Consequently, what should you look for in a digital planning and forecasting platform? It must be able to support driver-based modelling—that is, the creation of plans and budgets based on the organisation’s key business and value drivers. For example, rather than having to fill in account line details for a department, a driver-based system might ask for data on employee numbers for different salary grades. It would use this input to calculate the detailed salary account lines by month using standard rates for salary, overtime, and so on.

 

Automation does all the heavy lifting here. Teams quickly and easily input driver figures into the budgeting process and the model does the hard work, calculating the financial implications. This kind of efficiency will also help to democratise the budgeting process across the organisation, to other departments.
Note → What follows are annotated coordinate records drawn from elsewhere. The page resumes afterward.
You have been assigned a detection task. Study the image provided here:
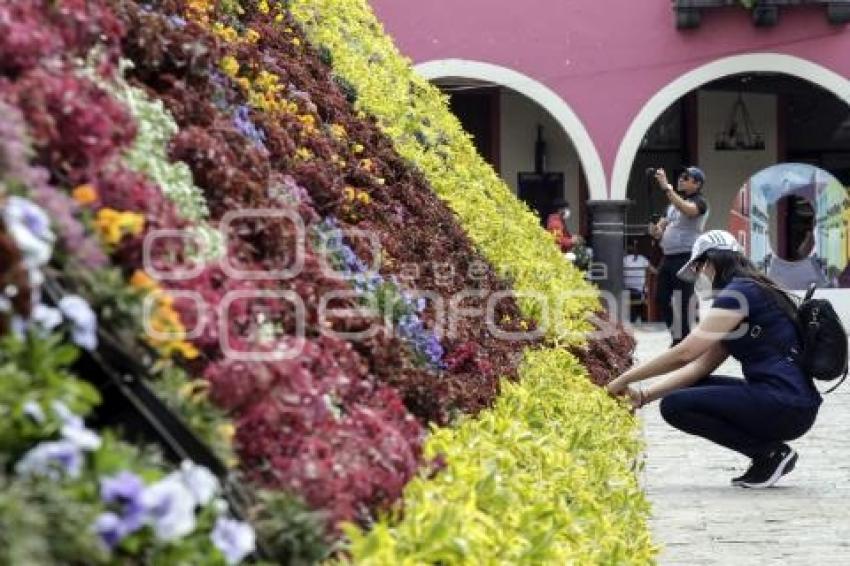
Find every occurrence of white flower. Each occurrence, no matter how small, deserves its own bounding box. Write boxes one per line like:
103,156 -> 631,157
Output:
23,400 -> 45,424
58,295 -> 97,350
30,304 -> 62,332
180,460 -> 219,506
53,401 -> 101,451
3,196 -> 56,274
15,440 -> 83,480
140,474 -> 195,542
210,517 -> 256,565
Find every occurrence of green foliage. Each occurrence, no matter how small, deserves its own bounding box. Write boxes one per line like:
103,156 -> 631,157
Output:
252,491 -> 331,566
0,334 -> 100,454
290,0 -> 656,565
334,350 -> 656,565
291,0 -> 599,344
150,363 -> 236,465
0,469 -> 108,566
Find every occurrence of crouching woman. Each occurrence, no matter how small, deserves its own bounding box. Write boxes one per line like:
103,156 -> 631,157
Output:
606,230 -> 821,488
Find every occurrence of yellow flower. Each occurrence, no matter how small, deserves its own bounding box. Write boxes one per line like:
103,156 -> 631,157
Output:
298,114 -> 316,133
71,184 -> 98,206
218,423 -> 236,442
121,212 -> 145,236
130,269 -> 157,291
174,341 -> 199,360
245,29 -> 260,43
219,55 -> 239,77
94,208 -> 123,244
235,77 -> 251,91
177,379 -> 210,399
213,22 -> 239,42
331,124 -> 347,139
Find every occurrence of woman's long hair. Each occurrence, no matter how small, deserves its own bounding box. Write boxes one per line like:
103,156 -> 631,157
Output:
703,250 -> 799,323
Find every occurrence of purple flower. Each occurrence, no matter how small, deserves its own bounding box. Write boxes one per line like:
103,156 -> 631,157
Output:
3,196 -> 56,272
94,512 -> 127,548
233,104 -> 266,149
210,517 -> 256,565
100,471 -> 145,503
168,16 -> 186,28
15,440 -> 83,480
59,295 -> 97,350
100,471 -> 146,536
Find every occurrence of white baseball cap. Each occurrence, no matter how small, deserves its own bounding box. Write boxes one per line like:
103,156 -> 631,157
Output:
676,230 -> 743,283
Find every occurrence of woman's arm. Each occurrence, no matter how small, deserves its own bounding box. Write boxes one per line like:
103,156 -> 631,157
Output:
641,342 -> 729,405
605,308 -> 744,395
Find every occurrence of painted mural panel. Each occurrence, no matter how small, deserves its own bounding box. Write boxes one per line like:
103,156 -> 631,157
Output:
729,163 -> 850,289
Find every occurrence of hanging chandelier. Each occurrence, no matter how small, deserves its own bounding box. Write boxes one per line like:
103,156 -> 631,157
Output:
714,93 -> 765,151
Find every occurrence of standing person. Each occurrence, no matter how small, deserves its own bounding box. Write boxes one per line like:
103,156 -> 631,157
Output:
606,230 -> 821,488
623,240 -> 652,322
546,198 -> 584,253
649,167 -> 708,346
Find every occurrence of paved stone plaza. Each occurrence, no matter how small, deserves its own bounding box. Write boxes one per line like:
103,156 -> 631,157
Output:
635,326 -> 850,566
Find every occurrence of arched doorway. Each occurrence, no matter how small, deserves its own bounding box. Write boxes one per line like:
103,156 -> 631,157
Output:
416,59 -> 607,237
612,54 -> 850,322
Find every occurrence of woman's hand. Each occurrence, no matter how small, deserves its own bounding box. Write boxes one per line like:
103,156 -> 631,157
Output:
605,379 -> 626,397
626,385 -> 646,409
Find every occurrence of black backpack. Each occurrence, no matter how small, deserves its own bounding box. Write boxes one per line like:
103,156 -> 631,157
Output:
796,283 -> 847,393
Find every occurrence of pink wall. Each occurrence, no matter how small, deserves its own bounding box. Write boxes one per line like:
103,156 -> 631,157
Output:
371,0 -> 850,197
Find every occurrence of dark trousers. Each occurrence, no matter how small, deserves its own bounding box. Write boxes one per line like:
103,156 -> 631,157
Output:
655,254 -> 694,342
661,375 -> 818,458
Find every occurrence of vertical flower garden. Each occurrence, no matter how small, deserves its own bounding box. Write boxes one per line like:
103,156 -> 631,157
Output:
0,0 -> 655,564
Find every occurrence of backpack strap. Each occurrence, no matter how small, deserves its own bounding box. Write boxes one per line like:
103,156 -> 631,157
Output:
822,366 -> 848,395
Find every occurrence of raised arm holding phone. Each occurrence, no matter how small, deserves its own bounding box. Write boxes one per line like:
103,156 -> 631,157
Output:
649,167 -> 708,346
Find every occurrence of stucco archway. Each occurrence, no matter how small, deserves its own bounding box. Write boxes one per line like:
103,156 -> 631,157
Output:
611,53 -> 850,199
416,59 -> 608,200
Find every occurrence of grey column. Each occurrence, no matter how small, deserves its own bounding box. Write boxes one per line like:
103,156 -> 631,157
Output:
587,200 -> 629,305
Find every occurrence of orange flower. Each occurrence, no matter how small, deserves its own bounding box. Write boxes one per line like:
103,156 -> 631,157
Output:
71,184 -> 98,206
130,269 -> 156,291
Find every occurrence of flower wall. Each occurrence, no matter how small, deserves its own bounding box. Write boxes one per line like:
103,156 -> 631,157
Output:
0,0 -> 652,563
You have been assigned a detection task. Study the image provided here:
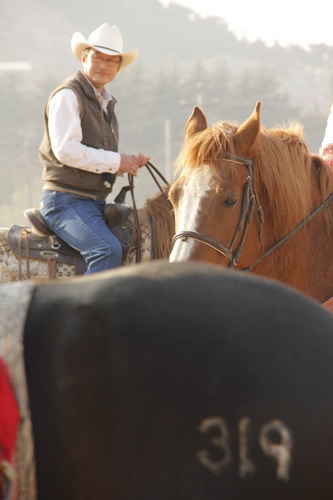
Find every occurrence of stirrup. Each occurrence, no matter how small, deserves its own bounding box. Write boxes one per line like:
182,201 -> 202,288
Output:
23,208 -> 54,236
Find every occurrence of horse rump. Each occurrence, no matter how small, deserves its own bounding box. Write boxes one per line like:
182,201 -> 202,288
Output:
24,261 -> 333,500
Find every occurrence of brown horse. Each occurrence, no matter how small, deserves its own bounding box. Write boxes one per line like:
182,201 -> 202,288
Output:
169,103 -> 333,302
0,186 -> 175,283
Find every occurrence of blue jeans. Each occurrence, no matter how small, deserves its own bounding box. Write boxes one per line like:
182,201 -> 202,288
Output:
40,190 -> 122,274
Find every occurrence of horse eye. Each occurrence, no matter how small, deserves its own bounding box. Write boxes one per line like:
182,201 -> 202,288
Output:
222,196 -> 237,208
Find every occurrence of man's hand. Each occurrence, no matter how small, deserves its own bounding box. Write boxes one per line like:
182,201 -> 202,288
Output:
119,153 -> 150,176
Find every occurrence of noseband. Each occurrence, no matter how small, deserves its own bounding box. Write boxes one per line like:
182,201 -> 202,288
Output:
172,154 -> 264,267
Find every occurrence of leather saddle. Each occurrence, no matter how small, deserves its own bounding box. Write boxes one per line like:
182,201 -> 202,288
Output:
7,186 -> 138,278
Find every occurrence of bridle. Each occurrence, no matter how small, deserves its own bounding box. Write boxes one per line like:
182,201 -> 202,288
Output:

Teams can use it to compare and contrast multiple scenarios with relative ease, enhancing decision making.

 

In fact, it’s essential that any tool you choose runs across the enterprise. Again, this is much harder to achieve using spreadsheets as it inevitably leads to multiple sources of the truth. The direction of travel should instead be towards a platform where every stakeholder can input data, understand who added what and when, and then benefit from meaningful insight generated from integrated information sources. By combining operational forecasting with financial budgeting, everyone can work with the same information—from Marketing to HR to IT.

 

Scorecards and forecasts

 

Integrated solutions also support action-oriented scorecards across the business, to help analyse and communicate how the organisation is performing holistically, rather than from a pure financial perspective. Scorecards are preferable to dashboards as a way of ensuring everyone is working to an agreed set of corporate objectives that go beyond the financially based measures of KPIs.

 

Once operational and financial performance management has been successfully integrated, it’s easier to deploy rolling forecasting. This is increasingly essential for a modern business, especially in an age when uncertainty is everywhere. It allows teams to input current figures regularly to a centralised system, to maintain 12 or 18-month forecasts with targets that will always retain their relevance. The business landscape moves simply too fast for organisations to be measuring performance against budgets that may have been prepared months earlier, and only look a couple of months ahead.

 

Plan better, succeed faster

 

The bottom line is that powerful analytics combined with accurate, up-to-date financial and operational data should be table stakes for today’s CFOs. The resulting insight will help align resources with opportunities and help articulate where, when and how growth can be realised. As we enter 2022, nothing less will do.